Le froid le réveilla avant l'aube. Une pâleur envahissait le ciel et les dunes. La marée montante lapait presque ses chaussures. Il frissonnait, mais ce froid portait déjà en lui la promesse du beau jour d'été. Frottant doucement ses jambes engourdies par l'immobilité nocturne, il regardait la mer informe enfanter ses vagues vite évanouies. Le bruit qui dure depuis le commencement du monde grondait toujours. Il fit couler entre ses doigts une poignée de sable. Calculus : avec cette fuite d'atomes commençaient et s'achevaient toutes les cogitations sur les nombres. Il avait fallu pour émietter ainsi des rochers plus de siècles qu'il n'y avait de journées dans les récits de la Bible. Dès son jeune temps, la méditation des philosophes antiques lui avait appris à regarder de haut ses pauvres six mille ans qui sont tout ce que Juifs et Chrétiens consentent à connaître de la vénérable antiquité du monde, mesurée par eux à la courte durée de la mémoire de l'homme. Des paysans de Dranoutre lui avaient montré dans des tourbières d'énormes troncs d'arbres qu'ils imaginaient apportés là par les marées du Déluge, mais il y avait eu d'autres envahissements par l'eau que celui auquel on appendait l'histoire d'un patriarche amateur de vin, tout comme il y avait eu d'autres destructions par le feu que la grotesque catastrophe de Sodome. Durazi avait parlé de myriades de siècles qui ne sont qu'un temps d'une respiration infinie. Zénon calcula que le vingt-quatre février prochain, s'il vivait encore, il aurait cinquante-neuf ans. Mais il en était de ces onze ou douze lustres comme de cette poignée de sable : le vertige des grands nombres émanait d'eux. Pendant plus d'un milliard et demi d'instants, il avait vécu çà et là sur la terre, tandis que Véga tournait aux alentours du zénith et que la mer faisait son bruit sur toutes les plages du monde. Cinquante-huit fois, il avait vu l'herbe du printemps et la plénitude de l'été. Il importait peu qu'un homme de cet âge vécût ou mourût.

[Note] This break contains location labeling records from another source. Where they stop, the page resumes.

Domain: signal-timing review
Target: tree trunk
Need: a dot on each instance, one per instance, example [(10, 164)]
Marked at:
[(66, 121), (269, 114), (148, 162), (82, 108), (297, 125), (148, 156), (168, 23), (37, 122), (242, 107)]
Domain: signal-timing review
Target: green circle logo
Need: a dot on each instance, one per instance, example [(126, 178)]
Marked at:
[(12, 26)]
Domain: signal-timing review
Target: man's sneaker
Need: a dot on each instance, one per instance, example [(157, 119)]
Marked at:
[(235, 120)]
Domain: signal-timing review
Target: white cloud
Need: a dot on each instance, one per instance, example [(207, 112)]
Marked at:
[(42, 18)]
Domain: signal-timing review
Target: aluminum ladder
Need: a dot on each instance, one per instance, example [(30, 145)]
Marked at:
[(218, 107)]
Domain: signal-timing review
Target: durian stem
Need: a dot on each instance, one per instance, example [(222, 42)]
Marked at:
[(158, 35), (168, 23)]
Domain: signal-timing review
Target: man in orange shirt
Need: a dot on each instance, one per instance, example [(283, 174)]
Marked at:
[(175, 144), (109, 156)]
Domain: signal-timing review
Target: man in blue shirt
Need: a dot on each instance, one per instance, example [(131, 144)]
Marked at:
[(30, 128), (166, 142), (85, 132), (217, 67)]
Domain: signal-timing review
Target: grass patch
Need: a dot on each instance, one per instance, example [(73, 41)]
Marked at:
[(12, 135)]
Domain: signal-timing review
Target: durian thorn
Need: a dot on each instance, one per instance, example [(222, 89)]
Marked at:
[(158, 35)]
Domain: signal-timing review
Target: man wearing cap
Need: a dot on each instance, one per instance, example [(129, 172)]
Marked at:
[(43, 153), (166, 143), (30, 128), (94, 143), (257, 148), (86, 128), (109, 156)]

Le soleil était déjà vif quand du haut de la dune il vit La Belle-Colombelle déployer sa voile et prendre la mer. Le temps eût été beau pour le voyage. La lourde barque s'éloignait plus rapidement qu'on aurait cru. Zénon se recoucha dans sa bauge de sable, laissant la bonne chaleur éliminer de lui toute trace de courbature nocturne, contemplant son sang rouge à travers ses paupières fermées.